Leiden / 1661 / 3365 / Posthumus (1939) 938.
Tilburg / 1665 / 139* / 205* / RHCT, 380-II
Leiden / 1667 / 3400 / Posthumus (1939) 938.
Gouda / 1671 / 14 / Geselschap (1972) 146.
Utrecht / 1671 / 35 / Klinkenberg (1991) 13.
Leiden / 1749 / 1446* / 1587* / VT 1749
Tilburg / 1810 / 592 / 2466 / VT 1810
Leiden / 1810 / 880 / 3289 / Jansen (1999) 306.
Twente / 1810 / 1032 / Jansen (1999) 316.
North-Brabant / 1810 / 170 / 179 / Jansen (1999) 318.
Netherlands total / c. 1810 / 2781 / 9658 / 539 / 1670 / Jansen (1999) 133.
* Only heads of households

Cotton, on the other hand, was on the rise. Until 1800, this raw material was mostly used for the production of mixed fabrics. Large-scale mechanization of the industry would only take place after 1810, but since the late 18th century some entrepreneurs in the peripheral regions of Twente and North Brabant had introduced new machinery like the spinning Jenny. This innovation accelerated after 1810, and resulted in a rapid increase of cotton spinners and weavers. With this development, important conditions for the future were created. Twente and North Brabant would remain the core of the Dutch textile industry until the second half of the 20th century.

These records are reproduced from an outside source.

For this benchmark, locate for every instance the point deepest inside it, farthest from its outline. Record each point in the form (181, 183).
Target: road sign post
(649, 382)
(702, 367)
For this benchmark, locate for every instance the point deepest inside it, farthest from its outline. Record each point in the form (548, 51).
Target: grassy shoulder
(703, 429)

Organization of production and institutions

In most cities of the Dutch Republic, industries and trades were regulated through guilds, which had been established since the thirteenth century, with the rise of the cities in this area. These guilds were corporative organizations, which operated with local government support to protect the economic and social interests of the members of their specific trade. They were mostly founded in cities, although there were some guilds on the countryside.[14]

Woollen weaving in the cities was also mostly organized within a guild. Therefore, the presence of a guild can give us an indication of export oriented woollen industry in a certain city or region (see figure 2).

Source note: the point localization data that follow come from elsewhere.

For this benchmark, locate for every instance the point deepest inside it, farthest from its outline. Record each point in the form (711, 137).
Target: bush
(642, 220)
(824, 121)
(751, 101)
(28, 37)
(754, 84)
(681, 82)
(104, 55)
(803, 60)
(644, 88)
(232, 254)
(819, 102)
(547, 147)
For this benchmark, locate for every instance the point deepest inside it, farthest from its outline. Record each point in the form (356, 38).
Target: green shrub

Figure 2 – Woollen weavers’ guilds in 1650 (left) and 1780 (right)

In general, citizenship was required to be admitted to a guild. To prove his skill and obtain his mastery in order to participate in the weavers’ guild, the weaver had to produce a ‘masterpiece’. It was necessary to be trained by another master of the guild for several years before a weaver was allowed to take this test. Once a master, the guild offered the weaver many advantages, like the right to weave within the city, with more or less fixed prices, guarding against uneven competition, and material support in case of sickness or death for him and his family. These advantages of course had its price: a yearly contribution was required, and if a weaver violated the guild’s regulations, he was (sometimes heavily) fined.[15] Moreover, the guild system excluded many groups in society. Non-citizens and unskilled workers could not join the club. Most guilds were also reluctant to admit women. In some guilds, widows could take on their deceased husband’s profession as a master, but married and unmarried women were usually excluded. This monopolistic policy is supposed to have driven women out of the weaving profession in the late Middle Ages. Spinning was, according to most sources, a predominantly female profession. Exactly this gendered division of labour is also often mentioned as the reason why spinning was hardly ever organized in a guild or otherwise.[16] I will come back to this issue in the section on the division of labour.

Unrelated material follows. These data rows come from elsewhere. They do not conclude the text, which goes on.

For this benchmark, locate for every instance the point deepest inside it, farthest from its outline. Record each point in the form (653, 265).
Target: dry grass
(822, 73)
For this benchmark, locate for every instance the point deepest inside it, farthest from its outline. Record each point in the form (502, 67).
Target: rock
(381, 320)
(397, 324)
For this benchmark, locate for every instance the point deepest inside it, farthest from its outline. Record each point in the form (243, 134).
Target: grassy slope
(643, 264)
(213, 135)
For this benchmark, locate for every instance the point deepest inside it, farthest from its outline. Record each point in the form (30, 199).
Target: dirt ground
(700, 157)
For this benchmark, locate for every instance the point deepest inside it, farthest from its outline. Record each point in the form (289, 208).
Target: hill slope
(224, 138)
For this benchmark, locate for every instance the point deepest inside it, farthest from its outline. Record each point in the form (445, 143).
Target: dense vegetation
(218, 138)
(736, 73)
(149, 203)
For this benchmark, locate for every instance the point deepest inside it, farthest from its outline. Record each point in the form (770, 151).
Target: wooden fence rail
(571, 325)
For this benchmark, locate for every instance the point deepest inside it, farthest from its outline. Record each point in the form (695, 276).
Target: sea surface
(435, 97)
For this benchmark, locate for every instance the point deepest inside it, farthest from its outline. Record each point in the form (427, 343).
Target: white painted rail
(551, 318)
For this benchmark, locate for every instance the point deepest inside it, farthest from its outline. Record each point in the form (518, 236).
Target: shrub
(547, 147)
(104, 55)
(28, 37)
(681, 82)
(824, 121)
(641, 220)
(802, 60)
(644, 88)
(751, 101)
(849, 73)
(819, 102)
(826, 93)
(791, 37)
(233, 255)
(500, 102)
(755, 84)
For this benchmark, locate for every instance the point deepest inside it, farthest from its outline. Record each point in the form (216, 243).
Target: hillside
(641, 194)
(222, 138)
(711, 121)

In spite of the importance of the guild system, the two major cloth producers of the 17th and 18th centuries did not have a guild for most of the period. In Leiden, the drapers’ guild had already been abolished in 1561. This did not mean that cloth production was not regulated in a corporative way. On the contrary, all the different woollen industries were organized as neringen, and each nering represented a different kind of fabric, like serge, cloth, baize etc. The neringen were established by the city council around 1585. All the workers of every stage of the production process were subjected to the administration and regulations of their specific nering. Furthermore, each nering had its own central building, the ‘hall’, where the workers brought their pieces of cloth to be examined, measured, and sometimes even sold. The neringen were governed by one or two superintendents and two to five governors. They had to make sure that all the workers observed the regulations and they were also supposed to settle differences between entrepreneurs and their employees.[17]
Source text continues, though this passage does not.